On Thursday, the Islamic State terrorist group (ISIS) claimed responsibility after suicide bombers detonated explosives outside the Hamid Karzai International Airport in Kabul, killing dozens, including 12 U.S. service members.
Middle East Institute (MEI) senior fellow Charles Lister tweeted an image of a statement released by the ISIS-affiliated Amaq News Agency, which claimed ISIS responsibility for the bombings.
“BREAKING — #ISIS claim responsibility for today’s attack in #Kabul,” Lister tweeted. “The #ISIS claim ID’s the attacker as Abdulrahman al-Logari (from #Logar province) — says he reached ‘within 5 meters’ of U.S. forces before detonating his explosives.”
Reuters reported the ISIS press statement also claims the suicide bomber “managed to reach a large gathering of translators and collaborators with the American army at ‘Baran Camp’ near Kabul Airport and detonated his explosive belt among them, killing about 60 people and wounding more than 100 others, including Taliban fighters.”
In addition to the U.S. casualties, Afghan health officials said between 30 and 40 people were killed, and 120 injured, the New York Times reported.
NBC correspondent Richard Engel separately tweeted, “12 US service members killed in Kabul airport attack, pentagon says.
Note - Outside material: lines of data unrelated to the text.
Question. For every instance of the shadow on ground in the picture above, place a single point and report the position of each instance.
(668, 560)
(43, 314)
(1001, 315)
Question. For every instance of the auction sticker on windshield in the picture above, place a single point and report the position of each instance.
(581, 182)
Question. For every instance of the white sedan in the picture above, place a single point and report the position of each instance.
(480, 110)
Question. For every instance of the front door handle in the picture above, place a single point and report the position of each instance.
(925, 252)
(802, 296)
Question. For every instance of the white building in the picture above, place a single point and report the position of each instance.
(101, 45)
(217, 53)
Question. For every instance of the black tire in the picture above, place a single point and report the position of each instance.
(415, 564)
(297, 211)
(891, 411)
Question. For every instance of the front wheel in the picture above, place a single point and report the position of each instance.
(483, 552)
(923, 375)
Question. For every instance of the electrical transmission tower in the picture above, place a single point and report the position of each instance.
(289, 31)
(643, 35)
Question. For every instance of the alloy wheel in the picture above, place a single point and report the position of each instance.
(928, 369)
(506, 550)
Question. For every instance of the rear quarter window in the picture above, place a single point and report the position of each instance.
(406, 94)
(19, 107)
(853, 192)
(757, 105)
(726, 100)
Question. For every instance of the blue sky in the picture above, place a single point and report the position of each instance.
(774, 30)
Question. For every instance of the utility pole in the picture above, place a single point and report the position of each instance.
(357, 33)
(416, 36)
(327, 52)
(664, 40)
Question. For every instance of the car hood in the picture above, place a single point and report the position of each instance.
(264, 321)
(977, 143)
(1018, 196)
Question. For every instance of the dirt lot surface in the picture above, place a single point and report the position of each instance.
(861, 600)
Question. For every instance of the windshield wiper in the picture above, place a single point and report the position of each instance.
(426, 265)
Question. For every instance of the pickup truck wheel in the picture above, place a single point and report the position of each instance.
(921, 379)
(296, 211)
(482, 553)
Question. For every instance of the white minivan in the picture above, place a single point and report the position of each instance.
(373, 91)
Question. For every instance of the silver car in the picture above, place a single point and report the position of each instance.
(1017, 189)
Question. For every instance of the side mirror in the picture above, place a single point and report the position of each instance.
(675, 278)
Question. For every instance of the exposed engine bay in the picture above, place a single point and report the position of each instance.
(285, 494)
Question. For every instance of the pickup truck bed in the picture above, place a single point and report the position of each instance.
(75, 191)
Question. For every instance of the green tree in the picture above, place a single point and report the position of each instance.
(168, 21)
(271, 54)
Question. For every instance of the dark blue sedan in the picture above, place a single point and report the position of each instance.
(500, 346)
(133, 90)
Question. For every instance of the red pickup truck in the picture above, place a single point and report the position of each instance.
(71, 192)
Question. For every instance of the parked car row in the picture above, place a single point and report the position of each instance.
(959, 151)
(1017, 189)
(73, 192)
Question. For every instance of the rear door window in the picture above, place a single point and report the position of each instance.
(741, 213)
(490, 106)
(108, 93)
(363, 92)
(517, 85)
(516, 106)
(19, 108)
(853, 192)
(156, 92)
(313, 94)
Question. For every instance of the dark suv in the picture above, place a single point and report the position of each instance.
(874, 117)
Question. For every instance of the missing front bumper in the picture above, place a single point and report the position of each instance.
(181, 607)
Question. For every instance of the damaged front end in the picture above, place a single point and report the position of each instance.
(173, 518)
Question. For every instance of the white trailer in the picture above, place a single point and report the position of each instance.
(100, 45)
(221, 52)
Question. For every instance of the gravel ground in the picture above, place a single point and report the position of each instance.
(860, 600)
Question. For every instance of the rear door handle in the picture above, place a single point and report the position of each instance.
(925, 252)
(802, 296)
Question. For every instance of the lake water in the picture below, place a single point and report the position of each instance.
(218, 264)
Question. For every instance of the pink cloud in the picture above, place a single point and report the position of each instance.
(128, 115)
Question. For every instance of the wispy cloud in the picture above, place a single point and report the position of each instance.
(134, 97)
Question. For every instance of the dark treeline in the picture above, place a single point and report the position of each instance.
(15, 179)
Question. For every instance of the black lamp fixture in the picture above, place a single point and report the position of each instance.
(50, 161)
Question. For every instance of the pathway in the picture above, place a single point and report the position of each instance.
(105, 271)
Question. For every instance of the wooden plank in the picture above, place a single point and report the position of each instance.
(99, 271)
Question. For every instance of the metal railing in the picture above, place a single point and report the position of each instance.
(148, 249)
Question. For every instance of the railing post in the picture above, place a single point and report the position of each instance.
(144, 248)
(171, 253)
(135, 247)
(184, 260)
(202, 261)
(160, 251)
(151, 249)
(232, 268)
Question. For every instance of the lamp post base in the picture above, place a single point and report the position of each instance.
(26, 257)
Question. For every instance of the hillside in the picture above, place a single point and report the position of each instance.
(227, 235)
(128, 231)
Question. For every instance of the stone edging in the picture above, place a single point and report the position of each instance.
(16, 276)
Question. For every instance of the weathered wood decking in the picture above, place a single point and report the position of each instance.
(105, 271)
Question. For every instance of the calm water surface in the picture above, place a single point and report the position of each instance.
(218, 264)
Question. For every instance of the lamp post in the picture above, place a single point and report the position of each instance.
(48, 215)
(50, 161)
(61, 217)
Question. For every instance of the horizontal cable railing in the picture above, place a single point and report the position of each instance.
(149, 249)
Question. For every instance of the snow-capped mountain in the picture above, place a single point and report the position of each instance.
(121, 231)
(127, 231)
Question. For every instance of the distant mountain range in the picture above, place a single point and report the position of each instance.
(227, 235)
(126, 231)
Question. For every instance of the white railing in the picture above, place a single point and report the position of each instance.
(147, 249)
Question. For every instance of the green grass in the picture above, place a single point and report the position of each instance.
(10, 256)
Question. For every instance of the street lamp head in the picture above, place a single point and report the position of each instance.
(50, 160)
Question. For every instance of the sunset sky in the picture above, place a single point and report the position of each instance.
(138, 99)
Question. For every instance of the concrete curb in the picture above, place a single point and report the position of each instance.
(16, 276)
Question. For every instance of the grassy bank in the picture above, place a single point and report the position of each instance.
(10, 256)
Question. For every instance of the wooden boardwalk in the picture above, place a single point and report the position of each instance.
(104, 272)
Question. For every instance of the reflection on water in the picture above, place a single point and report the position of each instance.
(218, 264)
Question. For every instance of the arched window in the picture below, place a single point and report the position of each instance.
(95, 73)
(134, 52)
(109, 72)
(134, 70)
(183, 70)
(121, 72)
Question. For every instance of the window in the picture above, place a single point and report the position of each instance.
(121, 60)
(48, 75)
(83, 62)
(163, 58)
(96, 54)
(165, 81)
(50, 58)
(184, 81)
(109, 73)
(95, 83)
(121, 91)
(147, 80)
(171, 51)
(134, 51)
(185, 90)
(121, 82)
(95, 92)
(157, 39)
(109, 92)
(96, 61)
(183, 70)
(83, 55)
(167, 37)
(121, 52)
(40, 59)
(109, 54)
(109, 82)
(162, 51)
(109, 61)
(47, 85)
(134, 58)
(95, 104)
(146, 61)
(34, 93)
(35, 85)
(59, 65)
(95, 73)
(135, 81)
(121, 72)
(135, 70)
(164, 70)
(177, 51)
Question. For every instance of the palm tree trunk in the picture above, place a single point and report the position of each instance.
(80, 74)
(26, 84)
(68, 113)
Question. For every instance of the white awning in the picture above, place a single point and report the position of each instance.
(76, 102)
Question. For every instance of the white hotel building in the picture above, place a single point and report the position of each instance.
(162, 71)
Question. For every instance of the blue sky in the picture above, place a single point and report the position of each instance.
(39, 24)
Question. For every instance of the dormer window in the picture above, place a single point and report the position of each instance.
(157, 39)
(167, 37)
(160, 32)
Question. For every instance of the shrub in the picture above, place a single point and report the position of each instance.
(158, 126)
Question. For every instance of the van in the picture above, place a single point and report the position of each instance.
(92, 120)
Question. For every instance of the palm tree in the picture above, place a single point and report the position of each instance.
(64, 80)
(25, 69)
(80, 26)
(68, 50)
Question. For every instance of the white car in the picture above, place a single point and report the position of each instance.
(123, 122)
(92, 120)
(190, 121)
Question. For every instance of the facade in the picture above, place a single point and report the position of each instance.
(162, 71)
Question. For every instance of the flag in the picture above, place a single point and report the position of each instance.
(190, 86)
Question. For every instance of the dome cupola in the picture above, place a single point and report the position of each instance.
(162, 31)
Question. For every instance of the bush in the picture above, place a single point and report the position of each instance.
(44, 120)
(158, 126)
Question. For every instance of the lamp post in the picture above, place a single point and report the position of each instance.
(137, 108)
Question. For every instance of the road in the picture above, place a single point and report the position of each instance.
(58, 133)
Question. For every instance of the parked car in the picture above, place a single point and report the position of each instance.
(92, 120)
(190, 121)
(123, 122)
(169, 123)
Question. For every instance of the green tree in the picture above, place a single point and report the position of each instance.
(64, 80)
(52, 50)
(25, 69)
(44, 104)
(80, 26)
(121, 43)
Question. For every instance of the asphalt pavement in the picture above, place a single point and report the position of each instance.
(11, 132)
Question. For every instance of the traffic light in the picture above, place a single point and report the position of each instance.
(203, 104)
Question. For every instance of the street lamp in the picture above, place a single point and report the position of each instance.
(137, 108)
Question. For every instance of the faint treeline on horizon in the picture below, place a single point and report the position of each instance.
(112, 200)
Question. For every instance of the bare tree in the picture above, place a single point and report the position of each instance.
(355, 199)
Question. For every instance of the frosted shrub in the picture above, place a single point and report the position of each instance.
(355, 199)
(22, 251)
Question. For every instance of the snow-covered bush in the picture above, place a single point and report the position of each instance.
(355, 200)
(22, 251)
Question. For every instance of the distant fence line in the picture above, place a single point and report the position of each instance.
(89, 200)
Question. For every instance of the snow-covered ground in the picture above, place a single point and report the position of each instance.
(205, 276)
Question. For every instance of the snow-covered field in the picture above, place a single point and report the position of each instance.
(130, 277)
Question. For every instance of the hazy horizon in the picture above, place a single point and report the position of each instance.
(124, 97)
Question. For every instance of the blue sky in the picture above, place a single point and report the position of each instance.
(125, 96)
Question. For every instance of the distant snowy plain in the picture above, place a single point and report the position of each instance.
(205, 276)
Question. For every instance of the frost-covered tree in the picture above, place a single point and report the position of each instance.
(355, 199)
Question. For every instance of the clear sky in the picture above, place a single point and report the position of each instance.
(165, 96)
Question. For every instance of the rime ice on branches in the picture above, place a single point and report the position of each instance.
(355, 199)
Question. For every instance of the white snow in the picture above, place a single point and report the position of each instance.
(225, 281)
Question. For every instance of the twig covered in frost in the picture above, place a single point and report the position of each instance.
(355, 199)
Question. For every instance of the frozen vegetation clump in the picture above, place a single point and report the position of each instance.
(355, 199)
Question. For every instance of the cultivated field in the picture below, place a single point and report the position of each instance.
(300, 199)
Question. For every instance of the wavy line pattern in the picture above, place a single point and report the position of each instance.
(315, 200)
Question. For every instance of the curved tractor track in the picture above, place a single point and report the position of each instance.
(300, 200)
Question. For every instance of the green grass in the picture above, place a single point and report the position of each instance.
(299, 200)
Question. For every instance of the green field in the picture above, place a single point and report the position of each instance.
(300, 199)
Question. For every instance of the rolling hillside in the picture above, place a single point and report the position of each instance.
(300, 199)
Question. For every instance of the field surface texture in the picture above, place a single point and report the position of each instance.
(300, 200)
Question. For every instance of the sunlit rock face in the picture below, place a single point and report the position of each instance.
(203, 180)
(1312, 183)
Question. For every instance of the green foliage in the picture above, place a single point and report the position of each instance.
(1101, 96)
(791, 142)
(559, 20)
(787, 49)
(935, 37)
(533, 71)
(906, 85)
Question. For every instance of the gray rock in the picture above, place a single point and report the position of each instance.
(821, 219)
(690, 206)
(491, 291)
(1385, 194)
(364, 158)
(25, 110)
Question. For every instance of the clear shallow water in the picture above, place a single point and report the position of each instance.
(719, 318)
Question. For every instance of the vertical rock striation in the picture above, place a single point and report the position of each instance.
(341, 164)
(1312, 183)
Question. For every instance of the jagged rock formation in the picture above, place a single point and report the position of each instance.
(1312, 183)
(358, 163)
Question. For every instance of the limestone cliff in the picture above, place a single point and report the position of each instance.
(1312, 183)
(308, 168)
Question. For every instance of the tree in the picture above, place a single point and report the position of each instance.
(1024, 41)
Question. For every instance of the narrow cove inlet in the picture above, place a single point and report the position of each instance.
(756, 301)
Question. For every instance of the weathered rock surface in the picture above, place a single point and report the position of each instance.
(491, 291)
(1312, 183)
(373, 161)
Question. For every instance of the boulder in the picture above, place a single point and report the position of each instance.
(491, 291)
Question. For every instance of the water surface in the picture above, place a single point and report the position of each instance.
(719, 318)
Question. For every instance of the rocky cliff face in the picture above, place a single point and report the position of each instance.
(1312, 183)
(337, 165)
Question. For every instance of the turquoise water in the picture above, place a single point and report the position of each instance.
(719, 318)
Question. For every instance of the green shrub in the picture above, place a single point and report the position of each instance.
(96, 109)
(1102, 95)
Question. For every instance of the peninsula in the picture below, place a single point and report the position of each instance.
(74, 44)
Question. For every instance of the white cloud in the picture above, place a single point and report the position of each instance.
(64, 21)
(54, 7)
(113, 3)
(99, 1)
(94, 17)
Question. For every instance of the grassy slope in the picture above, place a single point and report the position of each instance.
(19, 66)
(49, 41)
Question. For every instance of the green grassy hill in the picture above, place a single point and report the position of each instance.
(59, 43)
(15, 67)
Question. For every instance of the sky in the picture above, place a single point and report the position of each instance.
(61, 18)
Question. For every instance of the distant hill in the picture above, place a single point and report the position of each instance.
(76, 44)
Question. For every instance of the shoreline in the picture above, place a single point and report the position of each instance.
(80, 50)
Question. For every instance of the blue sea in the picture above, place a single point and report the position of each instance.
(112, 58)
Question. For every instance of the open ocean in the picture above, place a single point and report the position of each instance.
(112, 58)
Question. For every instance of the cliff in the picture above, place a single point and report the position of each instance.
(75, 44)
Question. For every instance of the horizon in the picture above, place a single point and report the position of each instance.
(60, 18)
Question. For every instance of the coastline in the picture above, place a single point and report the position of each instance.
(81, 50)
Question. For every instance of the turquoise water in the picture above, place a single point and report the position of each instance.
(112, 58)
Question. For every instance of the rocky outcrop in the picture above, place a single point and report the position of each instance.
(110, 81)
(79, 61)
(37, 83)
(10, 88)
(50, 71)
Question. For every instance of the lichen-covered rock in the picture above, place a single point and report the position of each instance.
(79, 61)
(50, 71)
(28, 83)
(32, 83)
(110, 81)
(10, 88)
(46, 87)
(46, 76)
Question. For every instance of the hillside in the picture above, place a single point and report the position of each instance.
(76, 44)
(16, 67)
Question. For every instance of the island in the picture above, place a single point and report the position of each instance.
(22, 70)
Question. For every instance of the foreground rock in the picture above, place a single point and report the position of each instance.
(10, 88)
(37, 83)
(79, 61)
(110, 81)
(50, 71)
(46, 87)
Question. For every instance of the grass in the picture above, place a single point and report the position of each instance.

Medical official in kabul says 60 Afghans killed, and number expected to rise.”
On Thursday, the Associated Press reported the Islamic State’s Afghan branch, known as ISIS-Khorasan or ISIS-K, has seen its ranks bolstered after the Taliban have freed thousands of prisoners during their takeover of Afghanistan.
During a Pentagon press briefing to address the bombing attacks, Marine Corps Gen. Kenneth F. McKenzie Jr., commander of U.S. Central Command (CENTCOM), said he believes one of the suicide bombers detonated their explosives while being screened by U.S. service members at a gate outside the Kabul airport.
CBS News tweeted, “Gen. McKenzie tells CBS News’ David Martin his ‘working assumption’ is that Kabul airport suicide bomber detonated while being checked by U.S. service members at a gate, but this is not confirmed. McKenzie says U.S. is focused on preventing other ‘active threats’ to the airfield.”
During his press remarks, McKenzie said, “If we can find who’s associated with this, we will go after them. We’ve been clear all along that we’re going to retain the right to operate against ISIS in Afghanistan. We are working very hard right to determine attribution – to determine who is associated with this cowardly attack – and we’re prepared to take action against them. 24/7 we are looking for them.”